Denn hier wird ein wahrhaft saftiges Schauspiel geboten. Michael Stürmer verglich es in der „Welt“ mit der griechischen Ödipus-Tragödie. Anderenorts ist von „Konstantingate“ die Rede. Aber es taugt auch als Stück für das Hänneschentheater, die ebenfalls vor über 200 Jahren gegründete Kölner Puppenbühne. Das Hänneschen, übrigens keine unsympathische Figur, gibt zweifellos Konstantin Neven DuMont. Er ist ein schlaksiger, freundlicher Typ, der im Jahr 2000 den Karnevalsverein „Goldene Jungs“ mitgründete. Vater von vier Kindern. Keiner von den geschniegelten Medienmanagern, sondern einer, der bei öffentlichen Auftritten eher ungelenk daherredet. Mit Standesgrenzen hat er es nicht so, er gibt niemandem das Gefühl, auf ihn herabzublicken.

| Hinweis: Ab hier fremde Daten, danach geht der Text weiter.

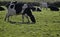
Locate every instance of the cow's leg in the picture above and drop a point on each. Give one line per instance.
(7, 17)
(22, 18)
(31, 17)
(27, 18)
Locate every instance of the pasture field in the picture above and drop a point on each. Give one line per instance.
(47, 25)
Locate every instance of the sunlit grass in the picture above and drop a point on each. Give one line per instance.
(47, 25)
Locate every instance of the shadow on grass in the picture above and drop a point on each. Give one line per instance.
(13, 22)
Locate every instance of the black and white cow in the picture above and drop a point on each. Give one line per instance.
(15, 8)
(53, 8)
(1, 8)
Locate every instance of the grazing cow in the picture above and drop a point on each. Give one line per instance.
(15, 8)
(44, 5)
(1, 8)
(53, 8)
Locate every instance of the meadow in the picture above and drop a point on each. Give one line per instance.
(47, 25)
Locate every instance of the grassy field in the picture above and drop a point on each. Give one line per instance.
(47, 25)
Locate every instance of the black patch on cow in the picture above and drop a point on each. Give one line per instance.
(1, 9)
(38, 9)
(18, 7)
(11, 6)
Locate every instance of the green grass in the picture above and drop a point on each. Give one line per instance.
(47, 25)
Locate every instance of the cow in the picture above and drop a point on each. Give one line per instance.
(1, 8)
(53, 8)
(15, 8)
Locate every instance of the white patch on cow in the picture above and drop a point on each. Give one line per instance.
(24, 7)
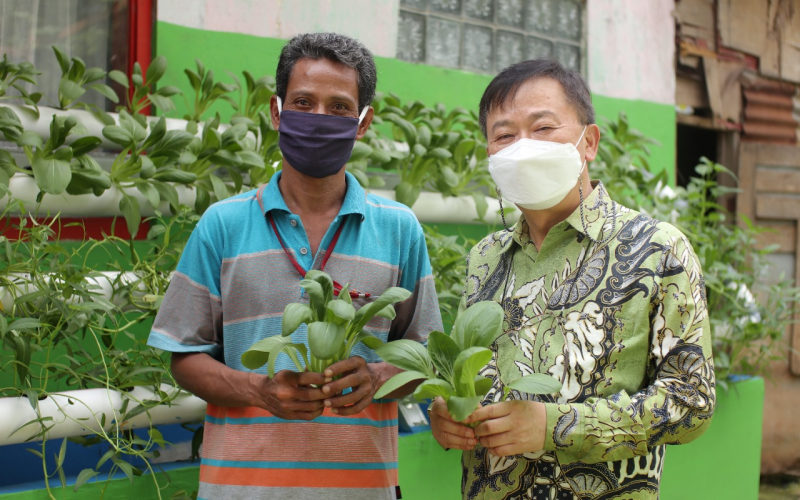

Eher branchenuntypisch auch, dass er redet, bloggt und twittert, wie ihm der Schnabel gewachsen ist. Als er sich in die Ferien verabschiedete, meldete er seinem Online-Publikum frohgemut: „Juchu, heute beginnt mein Urlaub.“ Möglicherweise hat sein unkonventioneller Umgang mit den neuen Medien den Kronprinzen die Karriere gekostet, aber was letztlich den Ausschlag gab, bleibt auf den Fluren der gut abgeschotteten Führungsetage. Der Journalist Stefan Niggemeier hatte Konstantin Neven DuMont vorgeworfen, der Verleger überschwemme seinen Blog mit teilweise beleidigenden Kommentaren und benutze dafür zahlreiche Pseudonyme. Der Jungverleger leugnete erst einmal die Vorwürfe. Niggemeier legte nach und verwies auf die Internetadresse der Blogbeiträge, die auf Neven DuMonts Computer hindeuteten. Der räumte ein, Dritte müssten sich Zugang verschafft haben.

Es wirkt etwas grotesk, dass sich so einer als junger Hoffnungsträger auserkoren sieht, ein 700 Millionen Euro schweres Zeitungshaus in die digitale Zukunft zu führen. Durch die Übernahme der „Frankfurter Rundschau“ sowie des Berliner Verlags mit „Berliner Zeitung“, „Berliner Kurier“ und der „Hamburger Morgenpost“ hatte sich M. DuMont Schauberg (MDS) vom regionalen zum nationalen Spieler entwickelt. Nach der Wende hatte der Verlag bereits die „Mitteldeutsche Zeitung“ in Halle/Saale erworben. Durch Beteiligungen an Rundfunk- und Onlinefirmen hat sich das Unternehmen außerdem zu einem breiter aufgestellten Medienkonzern entwickelt.

Für Konstantin Neven DuMont, so scheint es, ist das eine Nummer zu groß, und man fragt sich, ob den Beteiligten nicht früher hätte auffallen müssen, dass ihm der Vorstandsanzug nicht wirklich passt. Vieles spricht nun dafür, dass der Erbe sich seinen siebenprozentigen Anteil im geschätzten Wert von um die zehn Millionen Euro ausbezahlen lässt.

Wie es dann in diesem Stück aus Soap und Drama weiter geht, darüber darf spekuliert werden. Die Familien DuMont und Schütte teilen sich jeweils die Hälfte der Anteile. Im vierköpfigen Vorstand sitzt mit Christian DuMont Schütte, 53, auch ein Vetter Konstantins – und damit ein Vertreter des anderen Familienzweigs. Vor Jahren hatte er seinen Namen geändert und das DuMont hinzufügen lassen. Nun sieht es so aus, als wäre der in der Öffentlichkeit zurückhaltende gelernte Bankkaufmann der einzige Familienerbe, der die Geschicke des Unternehmens nach Alfred Neven DuMonts Ausscheiden bestimmen wird.